Oil Leader Digitizes Document Library for Analytics, Compliance with Amazon Textract
- June 12, 2019
This organization has a long and rich history of providing services to the oil and gas industry around the globe. This firm has established itself as a leader by specializing in demanding areas of the industry.
Working with detailed geological data and regulatory compliance requirements, this energy sector firm has over seven million physical documents that it has saved and stored. However, the process to access these documents filed in deep storage requires an employee to get in their car and drive to the warehouse, and physically locate the files. This system is labor and time-intensive as files are not always accurately filed or cataloged.
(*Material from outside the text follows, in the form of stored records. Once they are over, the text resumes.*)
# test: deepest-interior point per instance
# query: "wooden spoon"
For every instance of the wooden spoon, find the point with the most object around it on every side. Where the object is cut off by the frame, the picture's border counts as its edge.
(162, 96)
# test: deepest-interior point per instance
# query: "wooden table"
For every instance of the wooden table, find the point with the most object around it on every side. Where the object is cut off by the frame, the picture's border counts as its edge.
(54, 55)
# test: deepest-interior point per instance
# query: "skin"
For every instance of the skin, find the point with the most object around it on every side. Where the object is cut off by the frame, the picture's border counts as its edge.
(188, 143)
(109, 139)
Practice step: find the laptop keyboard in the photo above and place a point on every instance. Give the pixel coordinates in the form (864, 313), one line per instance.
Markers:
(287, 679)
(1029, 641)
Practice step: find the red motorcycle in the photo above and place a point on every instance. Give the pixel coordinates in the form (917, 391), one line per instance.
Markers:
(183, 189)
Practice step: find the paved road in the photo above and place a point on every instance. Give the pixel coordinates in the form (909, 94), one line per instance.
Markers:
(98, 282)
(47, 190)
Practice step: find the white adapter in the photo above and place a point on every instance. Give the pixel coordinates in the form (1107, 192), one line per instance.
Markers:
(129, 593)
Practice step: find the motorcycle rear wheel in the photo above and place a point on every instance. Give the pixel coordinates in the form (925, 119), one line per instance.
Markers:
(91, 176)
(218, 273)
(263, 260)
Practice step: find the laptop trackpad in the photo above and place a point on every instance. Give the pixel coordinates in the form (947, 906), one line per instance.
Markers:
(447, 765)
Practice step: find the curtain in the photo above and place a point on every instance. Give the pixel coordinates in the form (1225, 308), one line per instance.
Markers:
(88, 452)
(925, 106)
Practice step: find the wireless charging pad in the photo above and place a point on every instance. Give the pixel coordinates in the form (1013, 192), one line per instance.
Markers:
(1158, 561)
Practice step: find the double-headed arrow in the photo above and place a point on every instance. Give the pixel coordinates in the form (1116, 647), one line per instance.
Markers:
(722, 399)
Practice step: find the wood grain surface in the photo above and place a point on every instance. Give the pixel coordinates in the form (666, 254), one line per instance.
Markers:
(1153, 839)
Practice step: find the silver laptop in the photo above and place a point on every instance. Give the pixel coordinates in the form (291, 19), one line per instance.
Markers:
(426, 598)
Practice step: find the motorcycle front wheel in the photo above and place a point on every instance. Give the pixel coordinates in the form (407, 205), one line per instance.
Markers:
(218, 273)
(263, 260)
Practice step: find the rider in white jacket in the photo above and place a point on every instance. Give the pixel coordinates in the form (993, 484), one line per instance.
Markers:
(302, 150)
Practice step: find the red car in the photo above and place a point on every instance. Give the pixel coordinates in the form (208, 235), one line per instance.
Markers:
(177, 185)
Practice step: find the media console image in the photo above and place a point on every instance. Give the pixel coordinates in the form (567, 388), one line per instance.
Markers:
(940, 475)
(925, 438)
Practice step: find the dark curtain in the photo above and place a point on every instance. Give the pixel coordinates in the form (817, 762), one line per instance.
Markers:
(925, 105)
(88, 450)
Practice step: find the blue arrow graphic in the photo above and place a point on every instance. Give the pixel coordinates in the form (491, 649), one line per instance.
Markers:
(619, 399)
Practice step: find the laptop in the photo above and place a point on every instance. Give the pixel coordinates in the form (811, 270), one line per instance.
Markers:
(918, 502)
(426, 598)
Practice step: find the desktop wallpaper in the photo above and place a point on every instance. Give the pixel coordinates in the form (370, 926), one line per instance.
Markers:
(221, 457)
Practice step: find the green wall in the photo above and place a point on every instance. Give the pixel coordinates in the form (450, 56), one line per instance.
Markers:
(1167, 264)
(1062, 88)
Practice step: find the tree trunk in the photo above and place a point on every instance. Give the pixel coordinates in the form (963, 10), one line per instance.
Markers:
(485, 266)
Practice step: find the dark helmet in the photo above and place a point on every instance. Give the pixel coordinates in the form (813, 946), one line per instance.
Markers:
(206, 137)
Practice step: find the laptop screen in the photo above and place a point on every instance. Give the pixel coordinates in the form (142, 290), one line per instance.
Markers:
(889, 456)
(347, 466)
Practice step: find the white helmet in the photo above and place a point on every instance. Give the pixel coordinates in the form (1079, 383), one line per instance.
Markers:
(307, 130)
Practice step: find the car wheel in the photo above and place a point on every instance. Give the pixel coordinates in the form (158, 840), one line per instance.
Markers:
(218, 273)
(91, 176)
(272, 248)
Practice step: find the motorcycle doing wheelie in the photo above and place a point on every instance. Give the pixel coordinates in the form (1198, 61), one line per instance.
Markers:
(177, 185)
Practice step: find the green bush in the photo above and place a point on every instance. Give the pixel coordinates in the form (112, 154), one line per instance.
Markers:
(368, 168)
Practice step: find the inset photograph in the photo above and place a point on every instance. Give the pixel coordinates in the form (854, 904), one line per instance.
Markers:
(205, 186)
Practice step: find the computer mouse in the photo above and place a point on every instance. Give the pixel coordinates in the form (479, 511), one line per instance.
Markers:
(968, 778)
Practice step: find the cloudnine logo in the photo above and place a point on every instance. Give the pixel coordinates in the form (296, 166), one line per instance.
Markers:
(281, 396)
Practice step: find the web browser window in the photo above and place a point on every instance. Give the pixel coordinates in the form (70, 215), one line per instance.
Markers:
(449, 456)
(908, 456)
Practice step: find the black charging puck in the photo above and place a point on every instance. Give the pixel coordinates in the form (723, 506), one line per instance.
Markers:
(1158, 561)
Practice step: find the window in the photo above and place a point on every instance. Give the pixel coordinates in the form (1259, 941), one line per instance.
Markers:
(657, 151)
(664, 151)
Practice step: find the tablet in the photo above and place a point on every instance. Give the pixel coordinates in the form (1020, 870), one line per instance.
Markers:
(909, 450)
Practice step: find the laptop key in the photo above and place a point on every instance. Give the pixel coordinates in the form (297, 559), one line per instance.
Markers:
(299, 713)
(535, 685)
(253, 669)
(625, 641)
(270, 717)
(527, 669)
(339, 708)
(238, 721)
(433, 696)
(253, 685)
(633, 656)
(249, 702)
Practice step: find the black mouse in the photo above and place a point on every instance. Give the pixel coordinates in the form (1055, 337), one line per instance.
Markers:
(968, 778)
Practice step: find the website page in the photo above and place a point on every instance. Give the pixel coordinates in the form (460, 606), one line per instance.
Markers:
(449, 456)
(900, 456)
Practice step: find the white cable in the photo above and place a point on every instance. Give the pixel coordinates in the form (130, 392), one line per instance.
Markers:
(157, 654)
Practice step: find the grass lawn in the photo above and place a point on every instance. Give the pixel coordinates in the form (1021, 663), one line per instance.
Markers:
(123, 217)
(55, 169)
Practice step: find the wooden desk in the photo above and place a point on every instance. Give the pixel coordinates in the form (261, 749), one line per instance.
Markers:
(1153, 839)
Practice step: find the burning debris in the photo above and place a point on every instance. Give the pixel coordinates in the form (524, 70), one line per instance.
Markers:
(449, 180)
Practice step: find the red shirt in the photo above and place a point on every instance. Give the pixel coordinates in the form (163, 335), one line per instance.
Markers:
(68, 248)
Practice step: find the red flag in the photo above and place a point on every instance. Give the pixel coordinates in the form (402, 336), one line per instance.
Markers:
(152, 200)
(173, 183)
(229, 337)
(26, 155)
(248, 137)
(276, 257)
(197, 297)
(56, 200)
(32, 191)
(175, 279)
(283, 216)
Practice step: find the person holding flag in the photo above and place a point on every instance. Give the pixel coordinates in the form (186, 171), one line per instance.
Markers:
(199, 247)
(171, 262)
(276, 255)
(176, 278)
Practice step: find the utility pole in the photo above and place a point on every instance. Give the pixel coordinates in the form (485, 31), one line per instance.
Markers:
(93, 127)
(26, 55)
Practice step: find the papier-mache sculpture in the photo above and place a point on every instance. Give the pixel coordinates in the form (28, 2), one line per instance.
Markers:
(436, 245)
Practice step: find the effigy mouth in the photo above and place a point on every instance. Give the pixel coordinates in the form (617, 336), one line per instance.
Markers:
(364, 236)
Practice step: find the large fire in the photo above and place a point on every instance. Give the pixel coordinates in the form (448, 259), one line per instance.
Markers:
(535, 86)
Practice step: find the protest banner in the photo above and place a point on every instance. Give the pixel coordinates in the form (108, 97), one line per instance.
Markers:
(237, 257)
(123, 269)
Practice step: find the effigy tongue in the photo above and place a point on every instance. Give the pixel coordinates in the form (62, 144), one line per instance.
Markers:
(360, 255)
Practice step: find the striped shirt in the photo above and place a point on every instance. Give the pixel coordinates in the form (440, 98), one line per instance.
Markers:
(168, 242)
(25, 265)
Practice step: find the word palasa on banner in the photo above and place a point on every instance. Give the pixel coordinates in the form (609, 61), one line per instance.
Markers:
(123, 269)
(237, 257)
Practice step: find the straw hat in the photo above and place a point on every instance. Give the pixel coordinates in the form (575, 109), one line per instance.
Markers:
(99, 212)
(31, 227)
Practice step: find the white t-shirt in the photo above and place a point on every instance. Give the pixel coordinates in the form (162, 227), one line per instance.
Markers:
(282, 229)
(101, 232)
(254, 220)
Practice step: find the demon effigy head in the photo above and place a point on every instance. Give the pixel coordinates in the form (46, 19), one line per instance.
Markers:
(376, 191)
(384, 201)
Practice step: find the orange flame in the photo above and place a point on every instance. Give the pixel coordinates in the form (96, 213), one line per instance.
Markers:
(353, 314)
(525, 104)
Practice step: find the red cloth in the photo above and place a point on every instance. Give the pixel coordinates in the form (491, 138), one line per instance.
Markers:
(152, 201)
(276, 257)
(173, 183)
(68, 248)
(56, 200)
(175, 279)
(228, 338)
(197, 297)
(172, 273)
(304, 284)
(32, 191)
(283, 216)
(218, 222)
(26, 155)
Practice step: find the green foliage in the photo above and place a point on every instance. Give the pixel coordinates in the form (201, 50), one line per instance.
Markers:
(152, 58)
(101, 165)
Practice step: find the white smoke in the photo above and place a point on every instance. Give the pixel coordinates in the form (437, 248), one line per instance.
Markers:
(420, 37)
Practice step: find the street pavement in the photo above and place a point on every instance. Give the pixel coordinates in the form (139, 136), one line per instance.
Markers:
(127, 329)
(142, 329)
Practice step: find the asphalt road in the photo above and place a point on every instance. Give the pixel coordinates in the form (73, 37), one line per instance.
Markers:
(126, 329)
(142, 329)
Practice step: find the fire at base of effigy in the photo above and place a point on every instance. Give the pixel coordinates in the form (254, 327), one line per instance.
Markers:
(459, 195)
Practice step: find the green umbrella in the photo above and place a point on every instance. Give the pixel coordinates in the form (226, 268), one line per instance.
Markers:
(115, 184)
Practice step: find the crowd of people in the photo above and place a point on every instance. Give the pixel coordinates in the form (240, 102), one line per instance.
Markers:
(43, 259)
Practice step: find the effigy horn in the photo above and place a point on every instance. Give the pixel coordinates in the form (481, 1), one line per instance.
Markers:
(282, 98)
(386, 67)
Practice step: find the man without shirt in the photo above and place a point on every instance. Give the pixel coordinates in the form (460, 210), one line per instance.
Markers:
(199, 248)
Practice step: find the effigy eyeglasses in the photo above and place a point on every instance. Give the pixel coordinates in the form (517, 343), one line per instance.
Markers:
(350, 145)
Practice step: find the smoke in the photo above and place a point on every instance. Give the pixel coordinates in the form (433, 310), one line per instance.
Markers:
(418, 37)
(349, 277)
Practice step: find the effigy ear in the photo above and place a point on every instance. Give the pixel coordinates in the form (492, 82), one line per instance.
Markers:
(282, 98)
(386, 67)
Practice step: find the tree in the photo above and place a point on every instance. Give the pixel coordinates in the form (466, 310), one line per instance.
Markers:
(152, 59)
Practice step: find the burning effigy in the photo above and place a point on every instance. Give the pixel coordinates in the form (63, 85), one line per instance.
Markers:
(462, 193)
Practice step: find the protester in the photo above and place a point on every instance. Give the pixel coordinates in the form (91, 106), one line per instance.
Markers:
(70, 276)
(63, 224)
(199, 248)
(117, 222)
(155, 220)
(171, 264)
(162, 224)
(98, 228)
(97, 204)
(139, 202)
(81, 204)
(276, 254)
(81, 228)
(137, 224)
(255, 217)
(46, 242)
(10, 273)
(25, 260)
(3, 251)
For these reasons and more, the firm sought to digitize its sizeable document holdings. In the process, it wanted to make sure that it would be:
- Easy to archive documents moving forward,
- Simple for operators to search for and find the desired information, and
- Straightforward to conduct data analytics on its impressive data store
Working with AWS Consulting Partner Flux7, the company created a working plan to digitize and catalog its vast document library. AWS had recently announced a new solution, Amazon Textract (which was still in preview mode) that Flux7 knew would be ideal for the task. Amazon Textract is a service that using machine learning automatically extracts text and data from scanned documents. Unlike Optical Character Recognition (OCR) solutions, it also identifies the contents of fields in forms and information stored in tables, allowing the company to conduct full data analytics on its data once digitized.
The teams started with a proof of concept, in which several dozen physical documents are scanned. Once scanned, the documents are uploaded to S3. Upon upload, Lambda functions are triggered which in turn launch Textract document parsing. The output is a JSON file which is stored in an existing Elasticsearch cluster which is in turn queried by Kibana, which allows the organization to visualize their Elasticsearch data. In addition to the data being presented to Kibana, URLs for specific documents are presented to users.
Interfacing with the data via Kibana, end users can now create smart search indexes which allow them to quickly and easily find key business data. Moreover, operators can build automated approval workflows and better meet document archival rules for regulatory
The Amazon Textract POC solution exceeded the team’s goals, allowing them to quickly digitize, parse and store document pages; every file in the initial POC was scanned and indexed in Kibana in milliseconds. The next steps for the company are to apply these steps en masse. Starting with handwritten and other hard copy documents, a third-party vendor will begin scanning in the vast document library.
As Amazon Textract automatically detects the key elements in a document or data relationships in forms and tables, it is able to extract data within the context it was originally created. With a core set of key parameters, such as revision date, extracted by Textract, operators will soon be able to search by key business parameters across the library, finding everything they need — all from the quick comfort of their desk.
Oil Leader Digitizes Document Library for Analytics, Compliance with Amazon Textract.